I still can’t believe I was so late. By the time I asked, not only were those men long gone, but my grandmother was too, and her sisters, and most of their generation. Nugs, my grandmother, could have told me everything, though she might have refused. I think she had banished her youth from her mind by the time she died, though I don’t actually know. I never asked. I was a child, curious about anything but family. All I’d wanted from her was the hoard of gold which I believed was hidden under a clicking tile in her bedroom. She told me I could have it after she died. So, after she died, I knew precisely where to look for what had never existed. And what had existed – her story and the stories of those young men in the photo frames – I had to search for without her.
There was an injustice in it, which I sensed as it dawned on my mother how little she knew of their stories either – though one of the men was her own father, and the others her two uncles. She and my grandmother were always close, as I’d imagined a single child and bereaved parent had to be. Half a lifetime they had spent together, but neither one asked or told about what happened. My grandmother, a doctor, had sutured that past shut. Eventually they were both doctors, and when my mother moved away to work in New York for nearly twenty years she wrote back every week, and in the house in Madras I found every one of the thousand letters, bound up into bricks that could build a playhouse. Everything my grandmother could save of my mother’s, she had. But of the men, there was almost nothing.
Still my mother did know the names of those who, in the late hours of their lives, held onto strands of the story. With visit after visit, we followed the thinning thread of those lives, right up to the point where it frayed, came apart, and came to an end.

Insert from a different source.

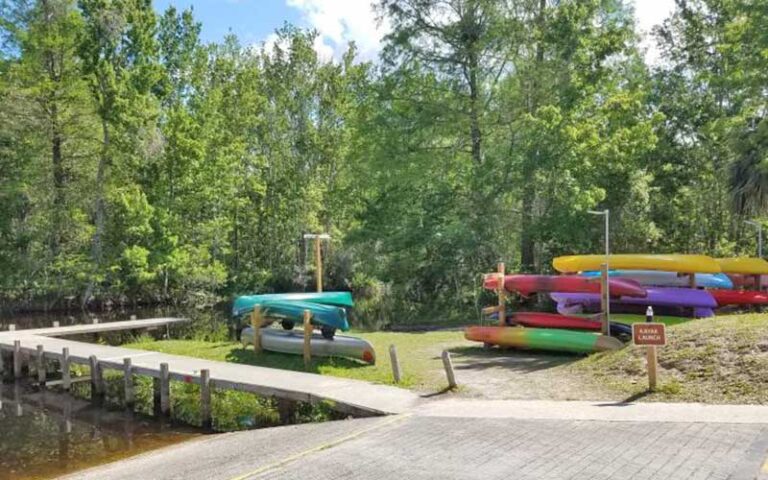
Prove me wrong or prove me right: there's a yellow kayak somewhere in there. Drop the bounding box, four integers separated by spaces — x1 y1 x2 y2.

What I learned first, before I even learned their proper names, was that they had been in the Second World War. That was surprising. It was almost outlandish, because Indians never figured in my idea of the war, or the war in my idea of India, and I thought I had a good idea about both. There was certainly no public notion of it; nothing we were taught in school or regaled with from the silver screen, even though the Indian Army in the Second World War was the largest volunteer force the world had ever known. Personally, I hadn’t thought Madras could even be mentioned in the same book as Pearl Harbor; I was accustomed to thinking of the war as Western Front, Eastern Front and Pacific. When I looked through the eyes of Indian soldiers, however, the globe turned, revealing new continents.